On Mon, Jan 29, 2024, Paolo Bonzini wrote:
> On 1/24/24 23:51, Sean Christopherson wrote:
> > > If we follow the suggestion by removing the initial value at vCPU
> > > creation time, then I think it breaks the existing VMM code, since that
> > > requires VMM to explicitly set the MSR, which I am not sure we do today.
> > Yeah, I'm hoping we can squeak by without breaking existing setups.
> > 
> > I'm 99% certain QEMU is ok, as QEMU has explicitly set MSR_IA32_PERF_CAPABILITIES
> > since support for PDCM/PERF_CAPABILITIES was added by commit ea39f9b643
> > ("target/i386: define a new MSR based feature word - FEAT_PERF_CAPABILITIES").
> > 
> > Frankly, if our VMM doesn't do the same, then it's wildly busted.  Relying on
> > KVM to define the vCPU is irresponsible, to put it nicely.
> 
> Yes, I tend to agree.

Discussed with Sean offline.

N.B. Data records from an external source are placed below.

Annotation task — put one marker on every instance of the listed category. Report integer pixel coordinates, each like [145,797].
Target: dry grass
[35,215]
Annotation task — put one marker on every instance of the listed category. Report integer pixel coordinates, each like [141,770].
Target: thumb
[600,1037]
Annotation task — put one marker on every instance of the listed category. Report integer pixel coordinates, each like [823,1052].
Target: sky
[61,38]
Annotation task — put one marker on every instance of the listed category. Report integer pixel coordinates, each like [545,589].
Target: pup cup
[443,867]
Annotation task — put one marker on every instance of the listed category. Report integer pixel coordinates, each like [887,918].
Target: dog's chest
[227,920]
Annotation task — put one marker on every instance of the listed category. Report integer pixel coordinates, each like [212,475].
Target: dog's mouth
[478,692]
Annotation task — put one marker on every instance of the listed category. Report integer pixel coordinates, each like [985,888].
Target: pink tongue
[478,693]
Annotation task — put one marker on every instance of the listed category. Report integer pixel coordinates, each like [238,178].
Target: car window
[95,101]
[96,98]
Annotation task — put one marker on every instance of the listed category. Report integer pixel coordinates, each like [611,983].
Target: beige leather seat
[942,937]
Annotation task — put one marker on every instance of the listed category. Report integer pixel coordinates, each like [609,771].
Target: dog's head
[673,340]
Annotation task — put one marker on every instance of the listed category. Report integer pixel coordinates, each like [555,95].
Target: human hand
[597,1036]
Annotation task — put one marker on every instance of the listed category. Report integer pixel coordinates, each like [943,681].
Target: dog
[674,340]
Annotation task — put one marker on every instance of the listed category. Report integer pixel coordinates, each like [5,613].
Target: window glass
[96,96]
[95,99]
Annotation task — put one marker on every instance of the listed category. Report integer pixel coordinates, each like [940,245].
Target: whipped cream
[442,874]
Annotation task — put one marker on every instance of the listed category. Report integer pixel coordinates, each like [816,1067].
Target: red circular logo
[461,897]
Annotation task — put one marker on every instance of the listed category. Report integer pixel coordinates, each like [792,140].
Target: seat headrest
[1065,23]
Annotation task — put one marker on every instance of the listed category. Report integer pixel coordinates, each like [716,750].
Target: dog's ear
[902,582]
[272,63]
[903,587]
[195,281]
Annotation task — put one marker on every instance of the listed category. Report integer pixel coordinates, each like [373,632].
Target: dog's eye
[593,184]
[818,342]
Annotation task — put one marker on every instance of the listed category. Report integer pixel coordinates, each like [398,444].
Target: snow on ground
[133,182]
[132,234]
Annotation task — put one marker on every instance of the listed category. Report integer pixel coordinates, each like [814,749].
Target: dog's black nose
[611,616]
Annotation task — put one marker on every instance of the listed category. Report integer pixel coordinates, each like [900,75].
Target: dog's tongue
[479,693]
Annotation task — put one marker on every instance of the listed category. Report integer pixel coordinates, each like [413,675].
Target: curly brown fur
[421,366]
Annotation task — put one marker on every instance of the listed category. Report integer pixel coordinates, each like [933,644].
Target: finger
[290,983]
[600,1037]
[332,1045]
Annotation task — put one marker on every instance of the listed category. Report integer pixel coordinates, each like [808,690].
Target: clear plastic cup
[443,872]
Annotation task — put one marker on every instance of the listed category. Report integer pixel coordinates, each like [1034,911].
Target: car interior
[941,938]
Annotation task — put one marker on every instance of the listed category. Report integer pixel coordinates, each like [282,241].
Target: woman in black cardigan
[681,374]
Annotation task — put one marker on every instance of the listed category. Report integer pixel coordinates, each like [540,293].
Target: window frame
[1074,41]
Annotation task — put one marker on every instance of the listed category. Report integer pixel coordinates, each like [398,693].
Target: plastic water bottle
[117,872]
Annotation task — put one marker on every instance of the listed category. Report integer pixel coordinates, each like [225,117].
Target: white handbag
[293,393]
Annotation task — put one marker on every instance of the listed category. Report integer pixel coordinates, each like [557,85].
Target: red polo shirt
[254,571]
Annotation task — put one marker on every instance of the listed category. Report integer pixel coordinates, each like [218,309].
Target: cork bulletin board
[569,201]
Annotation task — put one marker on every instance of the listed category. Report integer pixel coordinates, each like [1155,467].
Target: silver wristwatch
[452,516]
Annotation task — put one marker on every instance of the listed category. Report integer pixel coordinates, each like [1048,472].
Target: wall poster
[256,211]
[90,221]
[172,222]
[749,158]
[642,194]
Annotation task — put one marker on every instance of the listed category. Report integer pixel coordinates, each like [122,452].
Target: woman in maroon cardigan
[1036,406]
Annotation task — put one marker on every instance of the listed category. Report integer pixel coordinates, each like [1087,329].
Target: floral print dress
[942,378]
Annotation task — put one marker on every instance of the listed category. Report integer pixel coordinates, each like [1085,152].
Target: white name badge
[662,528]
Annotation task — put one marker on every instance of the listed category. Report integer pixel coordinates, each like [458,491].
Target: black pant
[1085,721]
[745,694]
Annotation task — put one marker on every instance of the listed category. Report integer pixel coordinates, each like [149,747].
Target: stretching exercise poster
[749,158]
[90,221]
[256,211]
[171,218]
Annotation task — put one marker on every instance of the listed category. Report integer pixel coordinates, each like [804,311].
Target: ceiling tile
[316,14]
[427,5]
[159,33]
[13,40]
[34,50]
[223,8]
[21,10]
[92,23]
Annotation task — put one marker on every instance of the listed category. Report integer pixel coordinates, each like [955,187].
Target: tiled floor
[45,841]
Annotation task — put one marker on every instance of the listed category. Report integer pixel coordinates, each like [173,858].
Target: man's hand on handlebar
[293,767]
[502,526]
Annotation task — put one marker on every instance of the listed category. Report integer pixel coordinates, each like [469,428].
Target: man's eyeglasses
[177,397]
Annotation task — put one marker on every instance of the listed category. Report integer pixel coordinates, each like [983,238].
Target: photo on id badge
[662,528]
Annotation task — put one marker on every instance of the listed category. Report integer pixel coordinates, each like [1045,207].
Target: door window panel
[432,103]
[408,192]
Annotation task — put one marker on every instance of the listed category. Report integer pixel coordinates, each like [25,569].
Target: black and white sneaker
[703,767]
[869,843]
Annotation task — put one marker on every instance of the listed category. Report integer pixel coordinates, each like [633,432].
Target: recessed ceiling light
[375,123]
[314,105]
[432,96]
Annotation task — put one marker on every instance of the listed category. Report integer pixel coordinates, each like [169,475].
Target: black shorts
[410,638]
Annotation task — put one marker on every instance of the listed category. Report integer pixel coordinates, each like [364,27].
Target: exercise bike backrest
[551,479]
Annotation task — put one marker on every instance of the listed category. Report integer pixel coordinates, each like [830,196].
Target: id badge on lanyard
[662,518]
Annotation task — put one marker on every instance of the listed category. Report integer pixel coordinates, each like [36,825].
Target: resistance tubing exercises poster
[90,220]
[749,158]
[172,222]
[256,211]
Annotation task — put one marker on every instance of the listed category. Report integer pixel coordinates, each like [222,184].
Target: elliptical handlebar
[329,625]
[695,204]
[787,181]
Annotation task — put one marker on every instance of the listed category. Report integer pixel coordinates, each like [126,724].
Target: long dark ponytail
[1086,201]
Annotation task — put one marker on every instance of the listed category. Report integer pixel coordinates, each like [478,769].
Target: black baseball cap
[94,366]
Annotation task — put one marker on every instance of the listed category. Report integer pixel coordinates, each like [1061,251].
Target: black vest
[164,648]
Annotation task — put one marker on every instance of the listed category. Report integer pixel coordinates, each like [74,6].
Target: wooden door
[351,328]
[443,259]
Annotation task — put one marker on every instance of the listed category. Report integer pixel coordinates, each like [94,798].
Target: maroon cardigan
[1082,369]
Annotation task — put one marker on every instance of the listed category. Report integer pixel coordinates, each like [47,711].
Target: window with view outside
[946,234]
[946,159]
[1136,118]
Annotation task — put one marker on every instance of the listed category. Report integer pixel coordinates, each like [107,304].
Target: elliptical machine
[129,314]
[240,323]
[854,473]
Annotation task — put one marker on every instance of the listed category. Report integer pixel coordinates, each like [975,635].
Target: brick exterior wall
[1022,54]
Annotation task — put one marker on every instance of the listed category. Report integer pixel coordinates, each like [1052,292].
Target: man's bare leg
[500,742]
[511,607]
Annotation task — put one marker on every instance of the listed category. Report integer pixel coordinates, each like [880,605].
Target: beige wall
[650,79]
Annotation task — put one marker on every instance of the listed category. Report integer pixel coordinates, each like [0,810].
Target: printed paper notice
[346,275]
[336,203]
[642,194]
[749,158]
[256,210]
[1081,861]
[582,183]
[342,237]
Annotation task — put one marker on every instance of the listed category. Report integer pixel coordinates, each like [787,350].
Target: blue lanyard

Yes, I also agree that this should be
handled at VMM level. MSR_IA32_PERF_CAPABILITIES should be regarded as
part of the CPUID, or sort of. The diff is that its own
"KVM_GET_SUPPORTED_CPUID" (ie., the default value) should come from
KVM_GET_MSRS of the device ioctl.

Providing the default value for MSR_IA32_PERF_CAPABILITIES is really
making things messed. KVM has to always guard access to the cached guest
value with the checking of X86_FEATURE_PDCM. I believe
guest_cpuid_has(vcpu, X86_FEATURE_PDCM) will take runtime cost.

> 
> What QEMU does goes from the squeaky clean to the very debatable depending
> on the parameters you give it.
> 
> With "-cpu Haswell" and similar, it will provide values for all CPUID and
> MSR bits that match as much as possible values from an actual CPU model.  It
> will complain if there are some values that do not match[1].
> 
> With "-cpu host", it will copy values from KVM_GET_SUPPORTED_CPUID and from
> the feature MSRs, but only for features that it knows about.
> 
> With "-cpu host,migratable=no", it will copy values from
> KVM_GET_SUPPORTED_CPUID and from the feature MSRs, but only for *feature
> words* (CPUID registers, or MSRs) that it knows about.  This is where it
> becomes debatable, because a CPUID bit could be added without QEMU knowing
> the corresponding MSR.  In this case, the user probably expects the MSR to
> have a nonzero.  On one hand I agree that it would be irresponsible, on the
> other hand that's the point of "-cpu host,migratable=no".
> 
> If you want to proceed with the change, I don't have any problem with
> considering it a QEMU bug that it doesn't copy over to the guest any unknown
> leaves or MSRs.
> 
reply from another thread: CrosVM issue is not related to this one. It
might have something to do with KVM_GET_MSR_INDEX_LIST. I will come up
details later.
> Paolo
> 
> [1] Unfortunately it's not fatal because there are way way too many models,
> and also because until recently TCG lacked AVX---and therefore could only
> emulate completely some very old CPU models.  But with "-cpu
> Haswell,enforce" then everything's clean.